Isaac (.ike) Levy ike at blackskyresearch.net
Wed Dec 14 14:25:16 EST 2016


> On Dec 14, 2016, at 2:15 PM, Thomas Levine <_ at thomaslevine.com> wrote:
> The data don't need to be online;

Very creative- I like that premise.

> save them to a redundant bunch of
> cheap hard drives (or maybe tapes), and distribute them among lots of
> bookshelves. They can even be slow and small hard drives pulled from old
> computers; we need to write to each one only once, we might need to read
> from each one once, and we otherwise only need to turn them on once
> every couple years to make sure that they're still intact.

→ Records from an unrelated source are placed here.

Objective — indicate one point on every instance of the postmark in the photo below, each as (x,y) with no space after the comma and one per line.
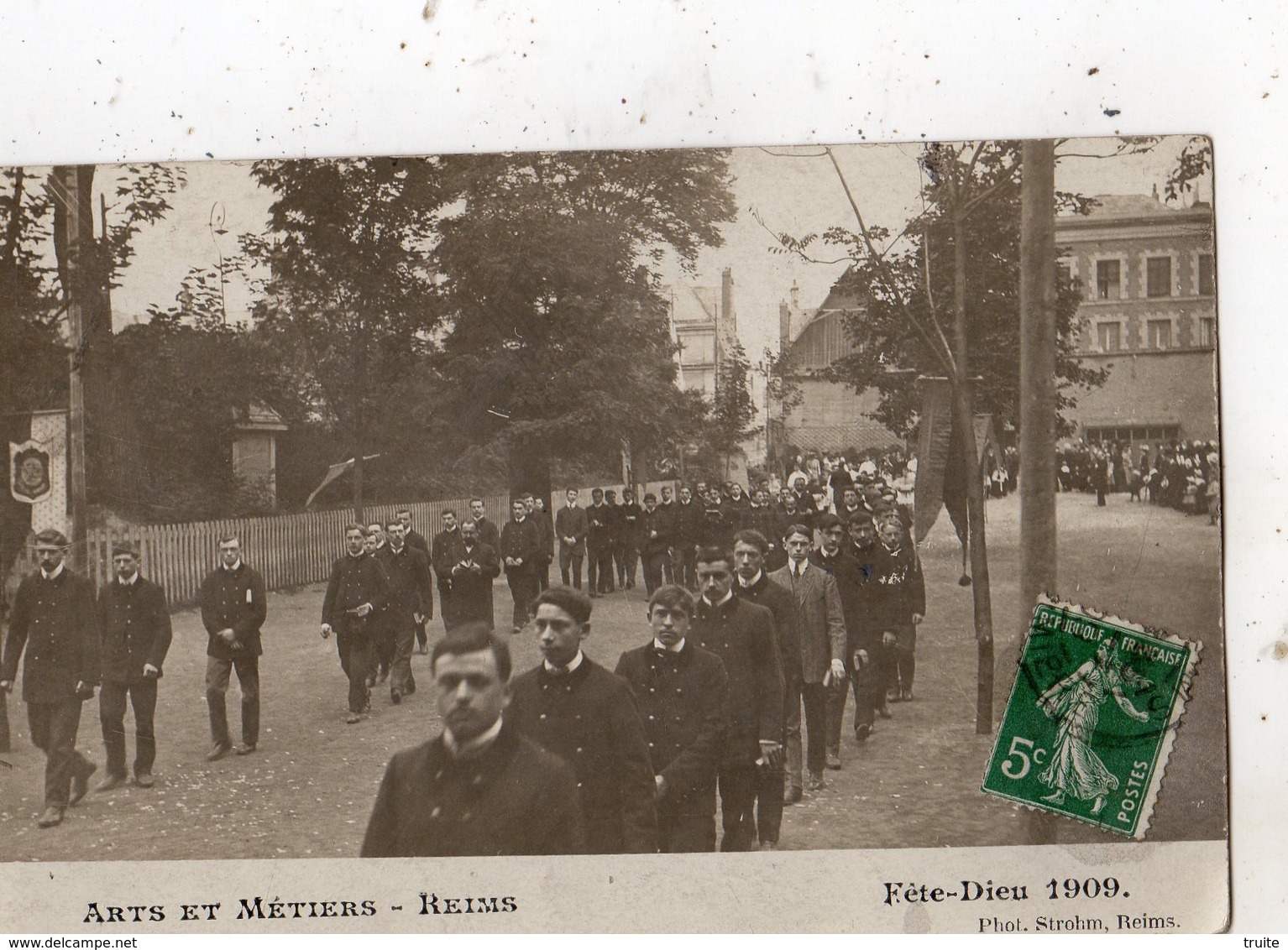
(1092,718)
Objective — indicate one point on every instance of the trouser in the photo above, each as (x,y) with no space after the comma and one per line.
(53,732)
(569,566)
(217,685)
(599,571)
(813,694)
(400,667)
(737,805)
(111,715)
(523,590)
(688,824)
(653,564)
(906,655)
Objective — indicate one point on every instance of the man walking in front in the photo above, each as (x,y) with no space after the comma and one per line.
(354,596)
(53,614)
(135,627)
(233,607)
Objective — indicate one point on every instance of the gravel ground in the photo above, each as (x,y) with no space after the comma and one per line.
(306,792)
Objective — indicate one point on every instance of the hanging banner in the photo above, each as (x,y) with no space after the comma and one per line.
(933,446)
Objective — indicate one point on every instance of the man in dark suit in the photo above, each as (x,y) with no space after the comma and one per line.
(233,608)
(750,550)
(411,603)
(55,610)
(472,580)
(478,788)
(354,598)
(682,692)
(571,527)
(599,545)
(742,636)
(415,540)
(521,546)
(446,554)
(822,638)
(574,708)
(135,627)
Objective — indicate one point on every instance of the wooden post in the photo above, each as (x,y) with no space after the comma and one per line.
(1037,399)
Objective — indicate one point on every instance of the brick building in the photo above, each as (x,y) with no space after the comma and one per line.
(1148,315)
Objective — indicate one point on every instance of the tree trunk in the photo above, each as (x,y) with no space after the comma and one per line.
(1037,399)
(964,416)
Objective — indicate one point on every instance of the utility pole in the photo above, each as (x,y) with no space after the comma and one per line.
(74,226)
(1037,398)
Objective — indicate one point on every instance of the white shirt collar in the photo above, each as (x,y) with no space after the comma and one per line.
(660,645)
(572,665)
(475,744)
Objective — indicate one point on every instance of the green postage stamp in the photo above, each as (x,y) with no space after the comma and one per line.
(1092,718)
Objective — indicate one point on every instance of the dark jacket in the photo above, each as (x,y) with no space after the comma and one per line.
(571,523)
(354,581)
(513,798)
(472,585)
(521,540)
(901,590)
(238,600)
(58,624)
(742,634)
(683,698)
(778,599)
(135,629)
(589,718)
(410,587)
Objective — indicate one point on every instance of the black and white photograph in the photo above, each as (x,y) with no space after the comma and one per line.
(629,511)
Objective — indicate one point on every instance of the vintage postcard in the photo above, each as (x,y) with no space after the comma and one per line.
(490,542)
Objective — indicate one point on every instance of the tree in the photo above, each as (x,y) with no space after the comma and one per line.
(555,339)
(349,303)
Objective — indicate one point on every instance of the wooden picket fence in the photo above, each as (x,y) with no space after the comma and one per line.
(287,550)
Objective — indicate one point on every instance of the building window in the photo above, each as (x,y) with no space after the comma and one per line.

Maintain a
> website with a list of the datasets, the datasets' checksums, and the
> contact information for the people with the hard drives on their
> bookshelves.

Actually, just to get in the weeds and get all BSD on this:

ZFS mirrors of cheap/crappy old drives would likely go a long way toward “on-shelf" preservation.
Basically, pulling down the data to a ZFS mirror could help mitigate bit-rot, and “checking” the data after a year could be literally plugging in the drives, and performing a ZFS scrub to look for dead/bad blocks, and repair from mirrored block.

I haven’t thought of ZFS in this offlined context, but this approach almost seems too easy.  

Without going nuts on the relative merits of various ZFS block replication schemes, can anyone poke holes in why this may overcomplicate the idea?  I’m all ears…

(This incidentally is something I could start tonight from home, using a drawer full of flaky old 2Tb drives…)

> Note that this is my opinion only on how this project could be
> implemented. I don't know enough about the datasets or the likely
> effects of geopolitics on their implementation in order to comment as to
> whether I think the project should be implemented.

I’m with you on that- I’m happy to trust the original project directors lists of what’s most important and most relevant to climate scientists.  Lots of what’s listed is NOAA and NASA, the value of the data seems self-evident to me just by the names of the data sets.